The project spans 28 parcels between the Huangpu River and Longhua Middle Road
The government’s positioning of the site and the terms of the land sale call for developing the built environment for a world-class finance community that will attract the headquarters of financial firms and global investment institutions. The local authorities also seek to gear the project towards creating a home for venture capital firms investing in the technology and culture sectors.
Commercial space is expected to take up around 78 percent of the development’s above-ground gross floor area, which will total nearly 1.1 million square metres. An additional 710,000 square metres is earmarked for underground space, including 60,000 square metres of commercial floor area.
According to government documents, the site is zoned for 650,000 square metres of offices and 210,000 square metres of retail space, along with another 40,600 square metres ear-marked for cultural and sports facilities. The residential component total 200,100 square metres, 153,000 square metres of which must be developed into at least 1,187 units of long-term rental housing, including construction of an affordable housing component.
Property consultancy Savills observed that the land sale conditions for the commercial component of the project allow for development of grade A office buildings, retail and hotel space, while noting that the size of the project may influence its eventual sale.
Mega-Project May Require Team Effort
“Normally, new land plots tend to be very small in core districts, as most areas have already been built,” Chester Zhang, a director with the research team at Savills China, told Mingtiandi. “It is very rare to see land of such a scale coming onto the market, not to mention in a single sale.”
The terms of the land use rights call for the buyer of the site to hold 100 percent of the project’s retail, cultural/sport, and for-lease residential real estate, as well as retaining 60 percent of the office area. Under the conditions of the tender, all 28 parcels will be transferred as a single batch.

Chester Zhang, Director of Savills China Research
“This puts significant pressure on the developer’s operating ability and financial liquidity,” Zhang said of the land tender. “The massive development can be too challenging for a single developer, and joint ventures or consortia will be a better way to take on the project.”
The property is poised to benefit from its location within the Xuhui Riverside neighborhood, a key commercial area targeted for development by the Shanghai government. The site is located near the Middle Longhua Road metro station, offering access to the city’s Middle Huaihui Road, Jing’an Temple and Expo areas via lines 7 and 12.
The swath of land is also bordered to the northwest and northeast by Greenland Group’s Shanghai Greenland Center, Yingtong Greenland Building, and Greenland Marriott Hotel. Other top developers active in the area include China Vanke, Sunac China, CIFI Holdings and China Poly Group.
Xuhui Riverside Area Gains Ground
“Ever since the 2010 Expo, urban renewal in Xuhui Riverside has helped the area gradually create a livable environment surrounded by cultural and art venues,” said Zhang. “With the development of Huangpu Riverfront, Xuhui District has enacted waterfront protective development policies which have boosted the value of the site.”

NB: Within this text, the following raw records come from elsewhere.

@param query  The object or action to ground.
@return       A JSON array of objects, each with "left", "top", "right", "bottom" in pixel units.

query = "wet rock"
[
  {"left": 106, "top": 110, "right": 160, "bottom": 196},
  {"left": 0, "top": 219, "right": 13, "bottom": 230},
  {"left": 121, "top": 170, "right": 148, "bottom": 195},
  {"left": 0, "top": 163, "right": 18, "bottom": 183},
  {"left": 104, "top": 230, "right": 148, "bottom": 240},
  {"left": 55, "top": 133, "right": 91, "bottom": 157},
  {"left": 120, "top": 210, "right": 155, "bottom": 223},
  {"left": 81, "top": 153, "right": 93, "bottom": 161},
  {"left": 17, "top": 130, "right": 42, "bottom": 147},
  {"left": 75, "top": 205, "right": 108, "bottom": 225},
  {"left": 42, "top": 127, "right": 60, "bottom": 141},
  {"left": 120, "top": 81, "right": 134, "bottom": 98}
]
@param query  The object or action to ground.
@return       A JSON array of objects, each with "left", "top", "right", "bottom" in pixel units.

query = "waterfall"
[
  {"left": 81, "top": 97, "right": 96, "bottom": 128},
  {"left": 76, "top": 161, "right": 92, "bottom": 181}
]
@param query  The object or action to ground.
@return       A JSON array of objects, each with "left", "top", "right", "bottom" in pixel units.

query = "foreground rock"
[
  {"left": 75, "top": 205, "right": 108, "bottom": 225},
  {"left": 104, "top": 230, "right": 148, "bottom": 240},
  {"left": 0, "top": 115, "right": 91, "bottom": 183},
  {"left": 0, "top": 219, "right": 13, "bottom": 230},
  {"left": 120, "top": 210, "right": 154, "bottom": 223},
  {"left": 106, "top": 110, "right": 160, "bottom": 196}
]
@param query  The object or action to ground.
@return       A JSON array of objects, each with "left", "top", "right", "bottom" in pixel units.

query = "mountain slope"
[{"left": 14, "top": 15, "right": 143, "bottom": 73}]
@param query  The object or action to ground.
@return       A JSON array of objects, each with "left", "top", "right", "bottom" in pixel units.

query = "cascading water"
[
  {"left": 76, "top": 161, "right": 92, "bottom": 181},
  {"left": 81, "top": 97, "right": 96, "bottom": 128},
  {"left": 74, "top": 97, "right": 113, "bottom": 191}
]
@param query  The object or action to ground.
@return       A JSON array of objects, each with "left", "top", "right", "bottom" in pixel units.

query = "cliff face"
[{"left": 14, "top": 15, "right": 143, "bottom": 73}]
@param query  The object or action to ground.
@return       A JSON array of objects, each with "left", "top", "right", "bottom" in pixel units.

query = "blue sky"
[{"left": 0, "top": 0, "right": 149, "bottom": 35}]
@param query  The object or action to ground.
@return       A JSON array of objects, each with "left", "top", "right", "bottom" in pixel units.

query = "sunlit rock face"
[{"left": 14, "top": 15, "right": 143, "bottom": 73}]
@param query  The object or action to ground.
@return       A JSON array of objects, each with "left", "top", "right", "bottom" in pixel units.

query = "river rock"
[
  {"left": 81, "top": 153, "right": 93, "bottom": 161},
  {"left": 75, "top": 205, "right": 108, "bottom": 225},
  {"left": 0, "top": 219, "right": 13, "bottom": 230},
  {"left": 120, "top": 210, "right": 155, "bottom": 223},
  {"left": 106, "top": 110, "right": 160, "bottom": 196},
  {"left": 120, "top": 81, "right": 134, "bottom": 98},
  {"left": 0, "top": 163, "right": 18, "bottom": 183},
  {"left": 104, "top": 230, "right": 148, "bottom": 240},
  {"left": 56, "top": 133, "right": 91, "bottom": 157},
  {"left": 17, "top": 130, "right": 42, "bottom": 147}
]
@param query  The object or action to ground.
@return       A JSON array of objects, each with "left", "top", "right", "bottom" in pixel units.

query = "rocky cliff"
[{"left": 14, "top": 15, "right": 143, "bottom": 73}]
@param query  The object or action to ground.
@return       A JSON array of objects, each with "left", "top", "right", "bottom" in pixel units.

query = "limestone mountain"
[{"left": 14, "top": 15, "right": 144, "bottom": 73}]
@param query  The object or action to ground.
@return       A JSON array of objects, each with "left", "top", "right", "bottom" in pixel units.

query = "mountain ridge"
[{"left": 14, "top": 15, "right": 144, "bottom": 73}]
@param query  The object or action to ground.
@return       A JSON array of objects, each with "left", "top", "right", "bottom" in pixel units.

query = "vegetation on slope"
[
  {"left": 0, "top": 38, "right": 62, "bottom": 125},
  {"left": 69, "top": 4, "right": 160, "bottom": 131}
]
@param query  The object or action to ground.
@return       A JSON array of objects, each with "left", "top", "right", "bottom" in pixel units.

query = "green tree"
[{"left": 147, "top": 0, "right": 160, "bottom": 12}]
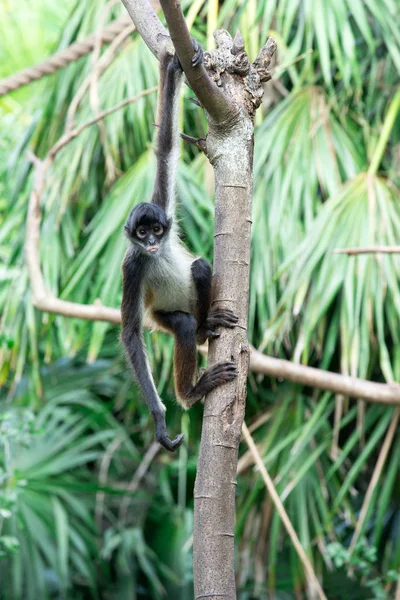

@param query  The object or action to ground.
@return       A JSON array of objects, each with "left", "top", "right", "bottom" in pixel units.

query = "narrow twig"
[
  {"left": 181, "top": 133, "right": 207, "bottom": 154},
  {"left": 334, "top": 246, "right": 400, "bottom": 256},
  {"left": 349, "top": 408, "right": 400, "bottom": 554},
  {"left": 242, "top": 423, "right": 327, "bottom": 600}
]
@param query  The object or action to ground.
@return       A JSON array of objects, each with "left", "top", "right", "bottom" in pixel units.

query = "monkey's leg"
[
  {"left": 153, "top": 311, "right": 237, "bottom": 408},
  {"left": 121, "top": 330, "right": 183, "bottom": 452},
  {"left": 191, "top": 258, "right": 238, "bottom": 344}
]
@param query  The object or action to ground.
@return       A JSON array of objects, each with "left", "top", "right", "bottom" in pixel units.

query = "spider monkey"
[{"left": 121, "top": 40, "right": 238, "bottom": 452}]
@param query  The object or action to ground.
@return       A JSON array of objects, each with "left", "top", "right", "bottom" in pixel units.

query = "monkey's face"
[
  {"left": 125, "top": 203, "right": 170, "bottom": 256},
  {"left": 134, "top": 222, "right": 164, "bottom": 256}
]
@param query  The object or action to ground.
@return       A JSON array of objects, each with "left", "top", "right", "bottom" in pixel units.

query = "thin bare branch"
[
  {"left": 181, "top": 133, "right": 207, "bottom": 154},
  {"left": 242, "top": 423, "right": 327, "bottom": 600},
  {"left": 250, "top": 348, "right": 400, "bottom": 405},
  {"left": 349, "top": 408, "right": 400, "bottom": 554},
  {"left": 334, "top": 246, "right": 400, "bottom": 256},
  {"left": 122, "top": 0, "right": 170, "bottom": 57}
]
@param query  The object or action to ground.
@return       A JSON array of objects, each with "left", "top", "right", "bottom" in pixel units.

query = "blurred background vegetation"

Further along the Huangpu River toward central Shanghai is the Greenland Bund Centre project, a RMB 100 billion ($14.66 billion) mixed-use complex being developed by Greenland Group along Zhongshan Road, near where it intersects Dongjiadu Road.
In February of last year Greenland paid RMB 12 billion ($1.77 billion) to acquire a 50 percent stake in the Bund Centre project, then called Dongjiadu Financial City, from China Minsheng Investment Group (CMIG). The tallest towers in that riverfront complex are now close to being topped out, and Greenland has already found buyers for five of the seven smaller office buildings in the Bund Centre development.